Et si les médecins quittaient vraiment la Sécu ? Pour les fêtes de fin d’année, « le Quotidien » s’est livré, avec tout le sérieux requis, à une enquête-fiction. Nous avons interrogé des responsables de l’Assurance-maladie, des syndicats, des parlementaires, des associations de patients… et des médecins dont les réponses ont alimenté les étapes imaginaires de notre scénario-catastrophe. Que tous ceux qui nous ont aidés à bâtir cette fable soient ici remerciés.

RÉSUMÉ DE L’ÉPISODE 5 : Le pays est au bord de l’insurrection. Acculée, Marisol Touraine a lancé le 6 février 2017 un appel solennel aux médecins.

Comment sortir de la crise ? C’est la question posée le 8 février lors du grand forum retransmis sur le site du « Quotidien du Médecin » et sur i-Télé, avec la participation de médecins, d’économistes de la santé et d’anthropologues.

La situation ne va pas pouvoir se prolonger, observent d’abord tous les intervenants. Jean de Kervasdoué a calculé que « si, dans la crise, 10 % des libéraux ont augmenté leurs revenus (généralement les praticiens les plus riches) et 40 % les ont maintenus, 50 % voient leur patientèle se détourner et leurs recettes s’effondrer ».

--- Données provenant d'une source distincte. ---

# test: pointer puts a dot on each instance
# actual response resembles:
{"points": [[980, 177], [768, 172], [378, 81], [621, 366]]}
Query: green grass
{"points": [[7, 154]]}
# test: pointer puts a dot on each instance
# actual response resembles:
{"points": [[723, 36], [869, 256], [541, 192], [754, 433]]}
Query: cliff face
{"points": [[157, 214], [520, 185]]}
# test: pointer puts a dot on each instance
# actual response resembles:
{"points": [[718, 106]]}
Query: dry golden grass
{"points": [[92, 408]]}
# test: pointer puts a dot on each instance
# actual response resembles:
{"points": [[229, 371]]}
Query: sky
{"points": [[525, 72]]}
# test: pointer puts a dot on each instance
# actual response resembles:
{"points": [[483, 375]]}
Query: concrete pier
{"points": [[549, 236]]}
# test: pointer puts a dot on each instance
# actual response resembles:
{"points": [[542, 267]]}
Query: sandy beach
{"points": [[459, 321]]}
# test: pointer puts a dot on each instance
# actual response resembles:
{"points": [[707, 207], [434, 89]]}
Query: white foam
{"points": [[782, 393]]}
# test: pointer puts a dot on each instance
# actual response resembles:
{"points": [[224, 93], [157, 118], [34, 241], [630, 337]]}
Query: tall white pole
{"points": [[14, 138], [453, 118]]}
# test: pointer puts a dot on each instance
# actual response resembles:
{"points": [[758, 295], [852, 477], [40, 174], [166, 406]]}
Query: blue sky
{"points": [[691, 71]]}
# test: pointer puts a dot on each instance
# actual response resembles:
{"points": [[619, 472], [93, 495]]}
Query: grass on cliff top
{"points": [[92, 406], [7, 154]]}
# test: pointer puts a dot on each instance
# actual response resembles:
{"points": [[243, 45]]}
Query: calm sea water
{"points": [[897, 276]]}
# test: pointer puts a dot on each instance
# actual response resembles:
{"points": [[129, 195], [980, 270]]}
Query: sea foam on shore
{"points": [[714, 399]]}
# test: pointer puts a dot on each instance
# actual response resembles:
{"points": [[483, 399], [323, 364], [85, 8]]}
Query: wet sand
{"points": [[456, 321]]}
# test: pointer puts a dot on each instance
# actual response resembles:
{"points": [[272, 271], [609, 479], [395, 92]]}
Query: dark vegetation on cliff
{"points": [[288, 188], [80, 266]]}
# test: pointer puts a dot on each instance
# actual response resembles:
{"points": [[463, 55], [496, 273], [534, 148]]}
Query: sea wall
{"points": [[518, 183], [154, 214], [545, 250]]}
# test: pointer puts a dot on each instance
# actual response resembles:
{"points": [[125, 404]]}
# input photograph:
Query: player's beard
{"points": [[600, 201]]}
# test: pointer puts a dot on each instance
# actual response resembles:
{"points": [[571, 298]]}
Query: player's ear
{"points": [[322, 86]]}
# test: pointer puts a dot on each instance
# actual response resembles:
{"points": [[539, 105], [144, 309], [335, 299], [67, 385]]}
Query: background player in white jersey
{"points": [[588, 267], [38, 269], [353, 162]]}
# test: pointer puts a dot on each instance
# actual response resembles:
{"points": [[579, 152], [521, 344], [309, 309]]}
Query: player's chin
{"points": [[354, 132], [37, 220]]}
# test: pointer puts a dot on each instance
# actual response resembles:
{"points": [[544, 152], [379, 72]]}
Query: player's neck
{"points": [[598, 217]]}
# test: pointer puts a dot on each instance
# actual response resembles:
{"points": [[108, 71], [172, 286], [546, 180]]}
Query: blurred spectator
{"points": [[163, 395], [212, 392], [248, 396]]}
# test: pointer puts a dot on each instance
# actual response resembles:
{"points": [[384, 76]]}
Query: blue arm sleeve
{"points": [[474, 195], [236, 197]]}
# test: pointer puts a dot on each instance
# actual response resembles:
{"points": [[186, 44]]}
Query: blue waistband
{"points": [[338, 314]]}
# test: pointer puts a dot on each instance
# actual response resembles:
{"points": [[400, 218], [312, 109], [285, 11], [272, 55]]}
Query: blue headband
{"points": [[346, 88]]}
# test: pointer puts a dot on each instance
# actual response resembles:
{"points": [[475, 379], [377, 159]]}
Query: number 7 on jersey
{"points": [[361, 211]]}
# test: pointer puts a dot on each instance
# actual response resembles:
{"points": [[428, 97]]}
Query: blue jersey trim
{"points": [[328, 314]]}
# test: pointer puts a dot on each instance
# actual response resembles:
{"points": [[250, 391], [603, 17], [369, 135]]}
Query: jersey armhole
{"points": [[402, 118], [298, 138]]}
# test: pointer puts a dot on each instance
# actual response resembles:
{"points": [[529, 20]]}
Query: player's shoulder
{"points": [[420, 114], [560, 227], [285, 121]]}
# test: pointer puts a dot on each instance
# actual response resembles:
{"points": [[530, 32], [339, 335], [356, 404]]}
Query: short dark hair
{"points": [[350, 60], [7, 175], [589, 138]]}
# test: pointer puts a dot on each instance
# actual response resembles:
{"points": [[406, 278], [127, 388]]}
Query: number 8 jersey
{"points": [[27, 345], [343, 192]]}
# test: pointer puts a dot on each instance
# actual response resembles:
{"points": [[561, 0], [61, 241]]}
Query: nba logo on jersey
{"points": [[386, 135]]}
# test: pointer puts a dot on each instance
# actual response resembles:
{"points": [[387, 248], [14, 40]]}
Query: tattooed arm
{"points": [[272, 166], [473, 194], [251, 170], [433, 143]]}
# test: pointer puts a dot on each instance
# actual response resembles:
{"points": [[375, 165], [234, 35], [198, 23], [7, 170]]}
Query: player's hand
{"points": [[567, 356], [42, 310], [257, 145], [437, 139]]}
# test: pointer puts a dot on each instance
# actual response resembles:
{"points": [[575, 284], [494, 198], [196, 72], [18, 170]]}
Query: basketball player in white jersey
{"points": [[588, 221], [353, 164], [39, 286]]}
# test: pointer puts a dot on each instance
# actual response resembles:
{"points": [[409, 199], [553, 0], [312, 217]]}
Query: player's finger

« Le Sécu-exit a des effets épouvantables pour les patients et intenables pour les professionnels », renchérit Didier Tabuteau. « Les libéraux sont soumis à de formidables pressions, à la fois exogènes, de la part de l’opinion qui ne les suit pas, et endogènes, avec, entre eux, des disparités énormes suivant les spécialités et les bassins de santé. Ils font l’expérience de l’inélasticité de la demande et cela leur coûte le prix fort, à la fois financièrement et moralement. »

Avec d’autres dans les CODTS, le Dr Christian C. continue de rêver tout haut : « Seul le déconventionnement volontaire et unitaire de l’ensemble du corps médical pourra réellement infléchir les choix de nos dirigeants. La grève gênait surtout les patients et peu de nos dirigeants, puisqu’elle ne bloque pas véritablement le système. Par contre, c’est en recouvrant notre liberté d’exercice, un exercice totalement dédié à nos patients et non plus soumis à des règles administratives et statistiques, que nous allons sauver la médecine libérale. »

« Mais, réplique Didier Tabuteau, la réalité dément votre plan jour après jour, votre rêve tourne au cauchemar. » Le diagnostic des économistes de la santé est unanime, comme le résume Claude Le Pen : « Les événements ont révélé que le déconventionnement précipitait les patients vers la médecine administrée et les professionnels salariés tout en ouvrant des boulevards à un système à l’américaine, avec des assurances privées qui rembourseront les patients les plus fortunés. Le déconventionnement massif, c’est le suicide de la médecine libérale ! » « Au passage, remarque Jean de Kervasdoué, le Sécu-exit aura démontré que la vraie valeur du C n’est pas à 23, mais à 250 €, comme aux États-Unis ! »

En fait, « la situation est d’autant plus intenable, remarque Didier Tabuteau, que, fondamentalement, le mouvement n’est pas idéologique et foncièrement anticonventionniste, personne ne demande la mort de la médecine conventionnée, mais la révision de la convention et, à la clé, bien sûr, l’abolition du tiers payant généralisé. Ce qui se passe est tout à fait comparable à une de ces grèves géantes de la SNCF qui paralyse le pays. Au final, après des semaines de chaos, il faudra bien se mettre tous autour de la table. Le Sécu-exit est un moyen, pas une fin. »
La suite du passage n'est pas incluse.